Gegen Widerstände von Rechtsradikalen, aus Politik und Justiz schaffen es LGBT-Aktivisten in Lublin ein Zeichen zu setzen. Ihr Marsch ist ein Erfolg.

Die Gleichheitsparade am Samstag im polnischen Lublin Foto: agencja gazeta/reuters

Lublin taz | Steine fliegen, Tomaten und Eier. Lublins alte Judenstadt, durch die am Samstag-Nachmittag der bunte und friedliche Gleichheitsmarsch der Schwulen und Lesben zieht, gleicht einem Schlachtfeld.

Polens „wahre Patrioten“, wie sich die Parteianhänger des Nationalradikalen Lagers (ONR) und der Allpolnischen Jugend (MW) gerne nennen, stehen wie eine schwarze Wand am Schlossplatz. Die Polizei setzt Wasserwerfer ein. Die Neofaschisten zünden Feuerwerksraketen. Eine brennt ein großes Loch in die zwölf Meter lange Regenbogenfahne der Demonstranten, am Kopf getroffen wurde keiner.
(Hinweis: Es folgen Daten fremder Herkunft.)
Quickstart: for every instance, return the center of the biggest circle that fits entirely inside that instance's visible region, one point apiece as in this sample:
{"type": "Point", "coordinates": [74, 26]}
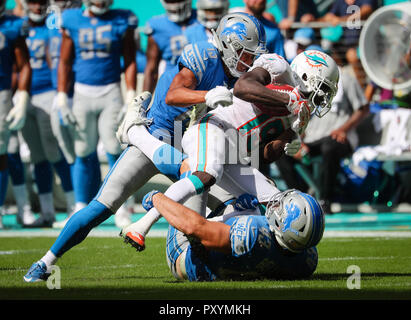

Vom Musikwagen, der langsam dem Wasserwerfer und den Polizei-Mannschaftswagen hinterherfährt, warnt eine Stimme: „Verlasst nicht den Polizeikordon! Die Polizei schützt uns!“. Dann spielt wieder rockige Tanzmusik. Die knapp 2000 Schwulen und Lesben lassen sich die gute Laune nicht verderben. Sie lachen und winken den Umstehenden zu. Denn ihr Marsch ist – trotz allem – ein Riesenerfolg.

Wäre es nach dem Willen des Lubliner Stadtpräsidenten Krzysztof Zuk gegangen, hätte es den Marsch gar nicht geben dürfen. Am 9. Oktober, nur vier Tage vor dem geplanten Marsch, verhängte der Politiker von der liberal-konservativen Bürgerplattform ein Verbot, weil den Lublinern angeblich „Gefahr für Leib und Leben“ drohte und auch Sachwerte zerstört werden könnten.

In Warschau versagt

In Wirklichkeit ging diese Gefahr aber nicht von den Schwulen und Lesben aus, die in immer mehr Städten Polens friedlich-fröhliche Paraden abhalten, sondern von den rechtsradikalen Splitterparteien ONR und Allpolnischer Jugend, die eine Gegendemonstration angemeldet hatten.

Der von den Rechten organisierte „Unabhängigkeitsmarsch“ im November 2017 hatte Warschau den Ruf eingebracht, nun auch Polens Hauptstadt des Rassismus zu sein. Die Polizei in Warschau hatte weder dem roten Bengalenfeuer, Schlägereien und rassistischen Parolen etwas entgegensetzen können.

„Wahrscheinlich fürchtete Präsident Zuk, dass die Polizei auch in Lublin versagen würde“, vermutet Tomasz Kitlinski, Dozent für Kunstgeschichte an der Lubliner Marie Curie-Sklodowska-Universität und ein in ganz Polen bekannter LGBT-Aktivist. „Aber aus Angst vor den Radikalen hat er UNS das Demonstrationsrecht verweigert! Dabei sichert die Verfassung Polens jedem Bürger in unserer Demokratie das Recht zu, für seine Überzeugungen öffentlich zu demonstrieren.“

Doch schon einen Tag später bestätigte das Lubliner Bezirksgericht das Demonstrationsverbot des Stadtpräsidenten. Der Vorwurf lautete nun, dass beide Seiten die Zahl der Teilnehmer an ihrer Demonstration nicht genau angeben könnten. Zudem sei die Zahl der jeweils eigenen Ordner zu gering.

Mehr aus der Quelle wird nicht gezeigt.